Director, International Communications

Washington, DC  ―  A new issue brief from the Center for Economic and Policy Research (CEPR) examines economic and social developments under Colombia’s Gustavo Petro administration and finds that there has been significant progress according to a variety of key indicators ― including a historic decline in poverty and a substantial increase in the real minimum wage. The publication of the brief, “Colombia Under Petro: Social Gains Amid Monetary and Fiscal Constraints,” by International Research Director Jake Johnston and Research Fellow Paola Jaimes Santamaria, comes just days before Colombia holds new presidential elections on May 31.

“The past four years show how important economic policy can be, and that it is possible to raise living standards and reduce poverty in spite of significant constraints,” Johnston said. “There have been considerable gains in many areas, from land distribution to minimum wage increases, and the economy is likely to be top-of-mind for many voters as they head to the polls ― especially since Colombia is not immune to the current global economic turmoil.” 

Polls show a close race between Iván Cepeda, the candidate of Petro’s Pacto Histórico party; far-right candidate Abelardo de la Espriella; and Paloma Valencia, a senator backed by former president Alvaro Uribe.

A graph shows two lines, one for monetary poverty, and one for extreme monetary poverty, which have both declined overall since 2012.

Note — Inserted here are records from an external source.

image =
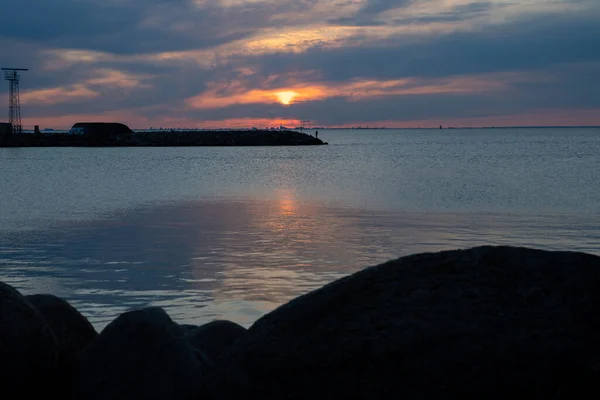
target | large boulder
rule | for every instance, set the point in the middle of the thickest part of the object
(72, 330)
(28, 351)
(215, 337)
(486, 323)
(142, 354)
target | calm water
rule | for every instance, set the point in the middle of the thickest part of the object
(234, 232)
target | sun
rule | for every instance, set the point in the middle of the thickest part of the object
(286, 97)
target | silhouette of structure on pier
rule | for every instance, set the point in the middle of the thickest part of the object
(12, 75)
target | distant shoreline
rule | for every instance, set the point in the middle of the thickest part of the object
(164, 138)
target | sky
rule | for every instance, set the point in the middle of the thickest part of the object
(338, 63)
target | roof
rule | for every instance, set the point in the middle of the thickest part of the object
(103, 128)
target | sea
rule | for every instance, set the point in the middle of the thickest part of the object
(233, 232)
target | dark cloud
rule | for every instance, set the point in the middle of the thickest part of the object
(523, 45)
(561, 47)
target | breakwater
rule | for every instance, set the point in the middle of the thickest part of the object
(164, 138)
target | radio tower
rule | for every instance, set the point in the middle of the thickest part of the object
(14, 103)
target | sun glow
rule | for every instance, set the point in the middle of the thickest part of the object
(286, 97)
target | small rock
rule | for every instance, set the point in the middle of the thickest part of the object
(215, 337)
(72, 330)
(142, 354)
(28, 350)
(484, 323)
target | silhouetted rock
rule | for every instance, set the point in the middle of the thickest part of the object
(141, 355)
(188, 327)
(485, 323)
(28, 351)
(72, 330)
(215, 337)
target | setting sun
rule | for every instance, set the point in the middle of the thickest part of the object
(286, 97)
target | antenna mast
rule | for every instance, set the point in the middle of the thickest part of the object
(14, 103)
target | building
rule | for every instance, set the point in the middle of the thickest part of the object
(100, 129)
(5, 130)
(102, 133)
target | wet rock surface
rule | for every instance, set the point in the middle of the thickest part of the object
(28, 350)
(215, 337)
(72, 330)
(142, 354)
(490, 322)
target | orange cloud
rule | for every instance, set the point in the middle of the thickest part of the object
(233, 93)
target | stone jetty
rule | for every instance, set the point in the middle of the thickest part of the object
(483, 323)
(163, 138)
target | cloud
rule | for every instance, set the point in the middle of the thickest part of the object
(332, 61)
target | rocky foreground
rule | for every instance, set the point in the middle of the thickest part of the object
(484, 323)
(165, 138)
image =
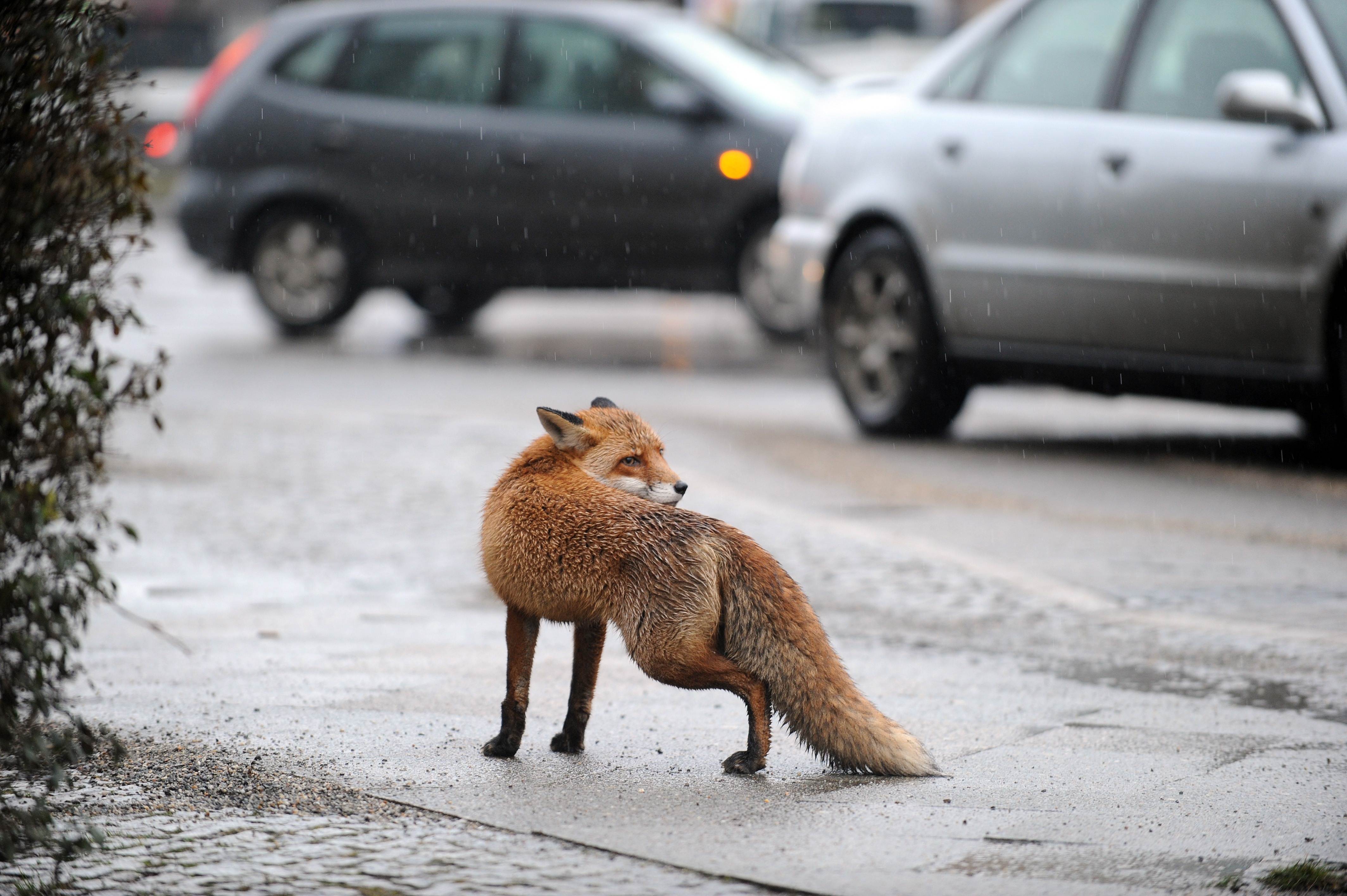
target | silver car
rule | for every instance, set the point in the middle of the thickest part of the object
(1121, 196)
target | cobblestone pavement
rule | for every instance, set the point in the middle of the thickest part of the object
(193, 820)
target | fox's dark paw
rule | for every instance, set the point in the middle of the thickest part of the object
(744, 763)
(502, 747)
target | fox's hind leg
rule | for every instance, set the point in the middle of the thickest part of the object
(520, 640)
(589, 650)
(713, 670)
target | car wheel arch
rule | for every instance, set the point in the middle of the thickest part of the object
(864, 221)
(323, 207)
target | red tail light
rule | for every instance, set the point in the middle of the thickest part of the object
(220, 69)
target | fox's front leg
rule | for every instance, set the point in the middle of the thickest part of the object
(589, 650)
(520, 640)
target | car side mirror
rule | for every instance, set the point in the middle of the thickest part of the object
(680, 100)
(1267, 96)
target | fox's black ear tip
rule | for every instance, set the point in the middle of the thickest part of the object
(565, 415)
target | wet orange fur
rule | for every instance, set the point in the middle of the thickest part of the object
(698, 603)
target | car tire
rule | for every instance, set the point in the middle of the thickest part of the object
(1326, 420)
(450, 309)
(881, 340)
(305, 269)
(776, 319)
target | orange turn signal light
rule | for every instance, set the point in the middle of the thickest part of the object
(161, 139)
(736, 165)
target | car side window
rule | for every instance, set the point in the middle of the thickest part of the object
(314, 59)
(446, 59)
(570, 66)
(1058, 54)
(1188, 46)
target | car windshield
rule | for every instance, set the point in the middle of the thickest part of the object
(772, 87)
(1333, 15)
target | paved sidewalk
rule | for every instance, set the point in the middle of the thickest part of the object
(1132, 671)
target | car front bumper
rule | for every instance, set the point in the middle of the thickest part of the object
(798, 257)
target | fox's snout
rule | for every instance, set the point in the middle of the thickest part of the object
(658, 492)
(616, 448)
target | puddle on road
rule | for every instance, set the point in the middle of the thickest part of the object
(1249, 692)
(1096, 866)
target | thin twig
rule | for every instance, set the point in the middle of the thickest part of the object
(153, 626)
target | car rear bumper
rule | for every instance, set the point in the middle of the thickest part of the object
(208, 217)
(798, 257)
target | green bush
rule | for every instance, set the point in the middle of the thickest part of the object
(72, 202)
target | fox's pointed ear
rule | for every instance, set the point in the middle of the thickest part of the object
(566, 429)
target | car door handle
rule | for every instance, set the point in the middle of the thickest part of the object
(335, 137)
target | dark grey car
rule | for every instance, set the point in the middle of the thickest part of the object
(456, 149)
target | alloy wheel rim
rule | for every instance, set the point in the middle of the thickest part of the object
(875, 337)
(301, 270)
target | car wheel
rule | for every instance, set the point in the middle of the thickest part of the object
(304, 270)
(883, 343)
(1327, 418)
(452, 308)
(778, 319)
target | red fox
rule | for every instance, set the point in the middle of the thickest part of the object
(584, 529)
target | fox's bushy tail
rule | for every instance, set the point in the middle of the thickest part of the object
(772, 632)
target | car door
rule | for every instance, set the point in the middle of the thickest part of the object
(406, 133)
(597, 188)
(1008, 138)
(1205, 228)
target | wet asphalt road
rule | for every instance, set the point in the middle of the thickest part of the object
(1120, 624)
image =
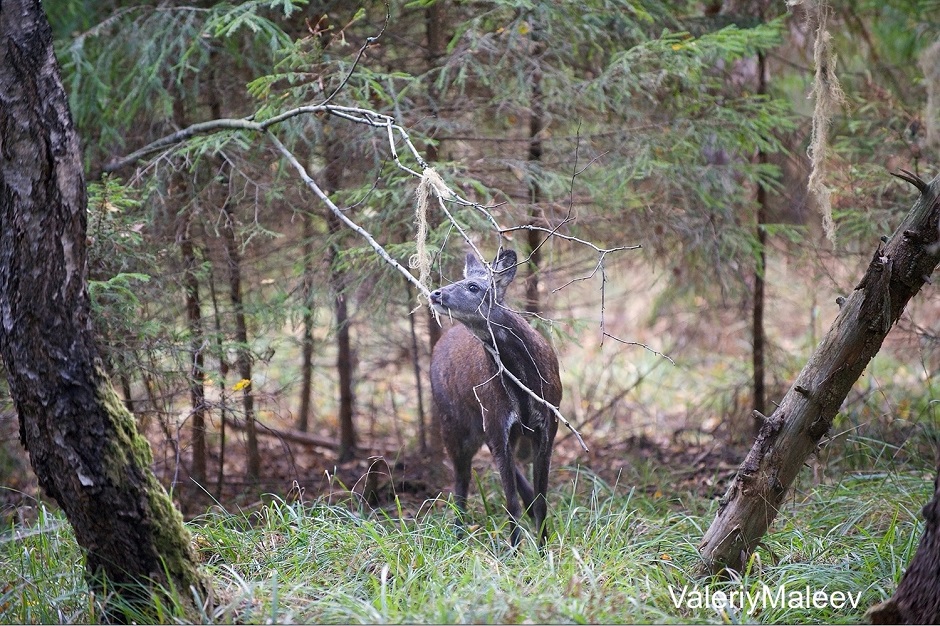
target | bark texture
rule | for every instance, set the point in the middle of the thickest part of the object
(82, 441)
(917, 599)
(898, 269)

“The 2022 election marked a notable shift in Colombia’s economic trajectory,” the paper notes. Along with reducing monetary poverty by 13 percent and multidimensional poverty by 23 percent since 2022, the CEPR brief examines the effects of the Petro administration’s increased social spending (up by more than 1 percentage point of gross domestic product), 39 percent real minimum wage increase, boosts in support for impoverished and low-income households, land redistributions, gains in economic growth, and attempts to increase revenues through progressive taxation policies.

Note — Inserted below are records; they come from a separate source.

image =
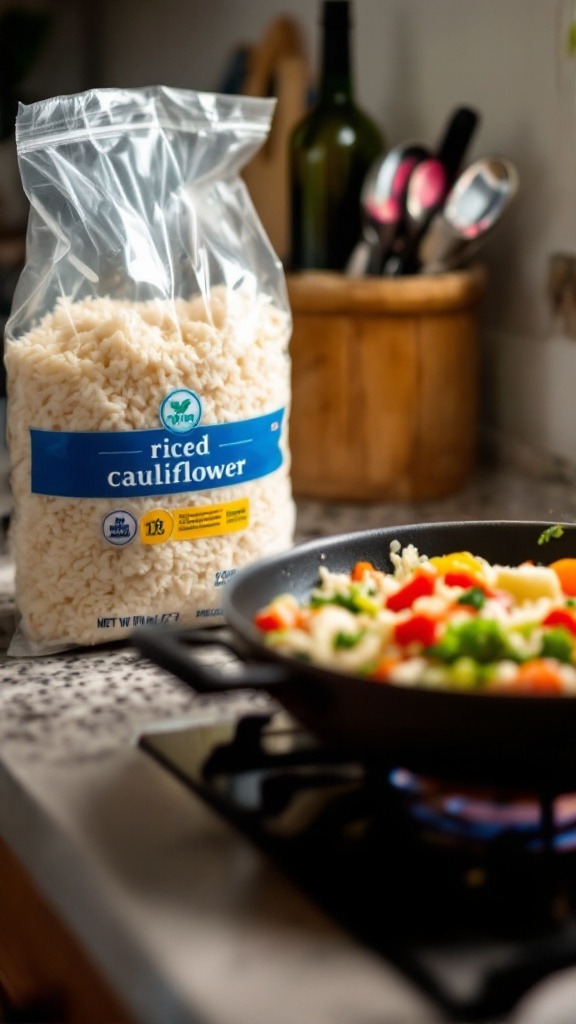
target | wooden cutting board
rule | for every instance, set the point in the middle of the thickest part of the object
(277, 67)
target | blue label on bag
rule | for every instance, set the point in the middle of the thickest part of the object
(140, 463)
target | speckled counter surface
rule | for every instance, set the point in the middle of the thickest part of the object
(85, 704)
(77, 800)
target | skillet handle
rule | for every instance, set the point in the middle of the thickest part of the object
(172, 649)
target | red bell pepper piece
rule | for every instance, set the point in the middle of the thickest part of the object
(276, 616)
(421, 585)
(561, 616)
(417, 629)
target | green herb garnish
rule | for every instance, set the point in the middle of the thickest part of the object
(475, 597)
(558, 643)
(549, 534)
(343, 641)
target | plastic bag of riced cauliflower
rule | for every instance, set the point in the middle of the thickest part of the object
(148, 367)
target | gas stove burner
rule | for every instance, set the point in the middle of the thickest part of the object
(486, 815)
(426, 875)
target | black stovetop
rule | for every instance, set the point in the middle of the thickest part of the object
(470, 893)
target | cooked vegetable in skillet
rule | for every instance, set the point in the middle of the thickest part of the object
(452, 622)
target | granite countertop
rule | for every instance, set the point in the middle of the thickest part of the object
(110, 838)
(88, 702)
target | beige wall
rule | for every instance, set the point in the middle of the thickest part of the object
(415, 60)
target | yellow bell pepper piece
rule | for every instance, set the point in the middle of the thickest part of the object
(458, 561)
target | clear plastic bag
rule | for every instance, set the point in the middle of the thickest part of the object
(148, 366)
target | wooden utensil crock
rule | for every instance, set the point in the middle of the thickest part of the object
(384, 384)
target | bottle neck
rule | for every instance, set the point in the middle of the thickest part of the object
(335, 78)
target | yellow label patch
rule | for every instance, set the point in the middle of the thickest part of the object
(191, 523)
(156, 526)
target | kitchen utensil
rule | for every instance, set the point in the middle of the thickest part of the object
(469, 736)
(427, 188)
(381, 201)
(477, 203)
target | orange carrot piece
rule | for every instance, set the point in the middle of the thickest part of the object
(565, 569)
(538, 676)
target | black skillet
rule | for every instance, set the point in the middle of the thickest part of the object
(527, 741)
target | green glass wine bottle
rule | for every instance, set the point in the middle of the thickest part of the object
(330, 153)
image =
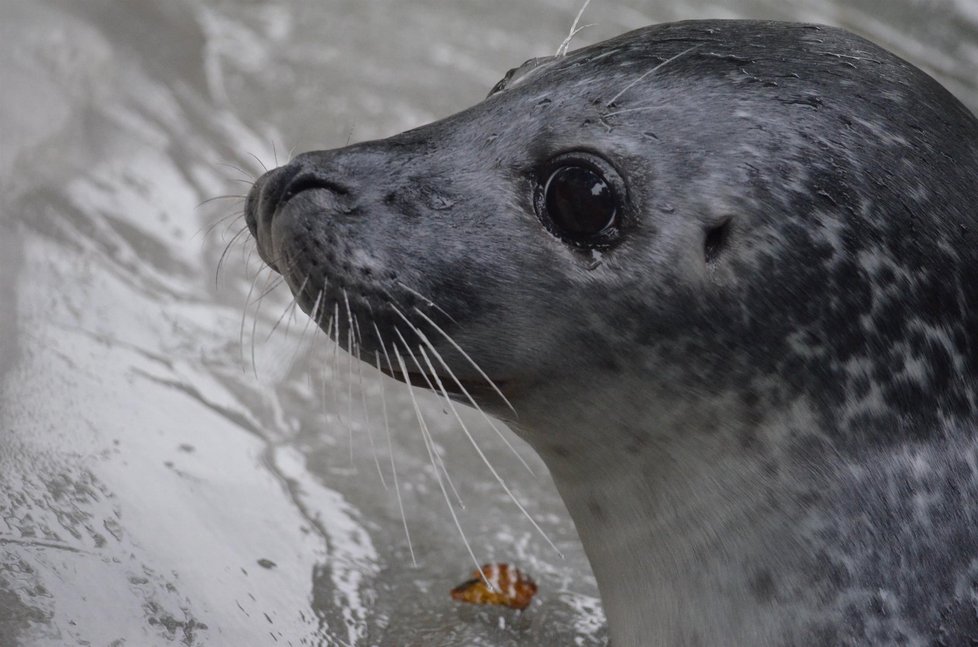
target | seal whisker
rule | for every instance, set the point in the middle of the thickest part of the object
(485, 459)
(249, 177)
(244, 310)
(431, 387)
(254, 322)
(366, 416)
(465, 392)
(427, 301)
(259, 161)
(349, 382)
(390, 443)
(336, 367)
(227, 248)
(229, 219)
(471, 361)
(562, 50)
(289, 308)
(431, 456)
(327, 365)
(652, 71)
(239, 196)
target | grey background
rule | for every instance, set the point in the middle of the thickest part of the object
(172, 469)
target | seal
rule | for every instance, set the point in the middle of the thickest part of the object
(726, 275)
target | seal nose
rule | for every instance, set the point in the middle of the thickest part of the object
(260, 206)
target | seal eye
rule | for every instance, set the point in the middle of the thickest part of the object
(580, 201)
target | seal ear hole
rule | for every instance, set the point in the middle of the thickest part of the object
(715, 240)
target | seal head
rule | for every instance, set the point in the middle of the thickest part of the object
(726, 274)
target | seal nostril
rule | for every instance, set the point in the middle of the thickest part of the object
(715, 240)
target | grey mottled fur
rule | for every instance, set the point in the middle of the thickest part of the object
(775, 446)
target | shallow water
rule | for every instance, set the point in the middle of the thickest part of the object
(178, 467)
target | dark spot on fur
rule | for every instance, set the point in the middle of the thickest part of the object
(715, 240)
(762, 586)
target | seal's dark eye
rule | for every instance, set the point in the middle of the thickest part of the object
(580, 201)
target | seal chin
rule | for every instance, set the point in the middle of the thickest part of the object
(272, 193)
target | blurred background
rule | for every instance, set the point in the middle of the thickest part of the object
(182, 460)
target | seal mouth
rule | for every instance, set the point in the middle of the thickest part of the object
(308, 181)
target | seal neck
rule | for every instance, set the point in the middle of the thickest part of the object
(741, 533)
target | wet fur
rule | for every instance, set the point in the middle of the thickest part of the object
(770, 443)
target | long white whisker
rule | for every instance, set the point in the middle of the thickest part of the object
(468, 358)
(327, 365)
(244, 316)
(485, 459)
(562, 50)
(305, 331)
(653, 70)
(290, 308)
(390, 451)
(431, 455)
(465, 392)
(427, 301)
(366, 417)
(431, 386)
(254, 327)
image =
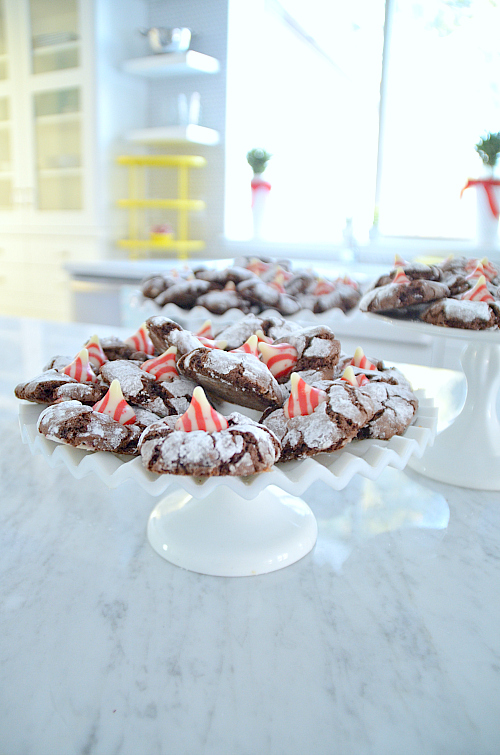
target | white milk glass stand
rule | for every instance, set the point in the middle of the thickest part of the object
(235, 526)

A graph shows two lines, one for the nominal minimum wage, and one for the real minimum wage, in Colombia since 2012.
“It is all the more remarkable that Colombia has experienced these economic and social gains despite monetary policy restrictions imposed by its independent central bank and having to pay off previously incurred high debt service obligations to the International Monetary Fund and other creditors,” CEPR Research Fellow Paola Jaimes Santamaria said.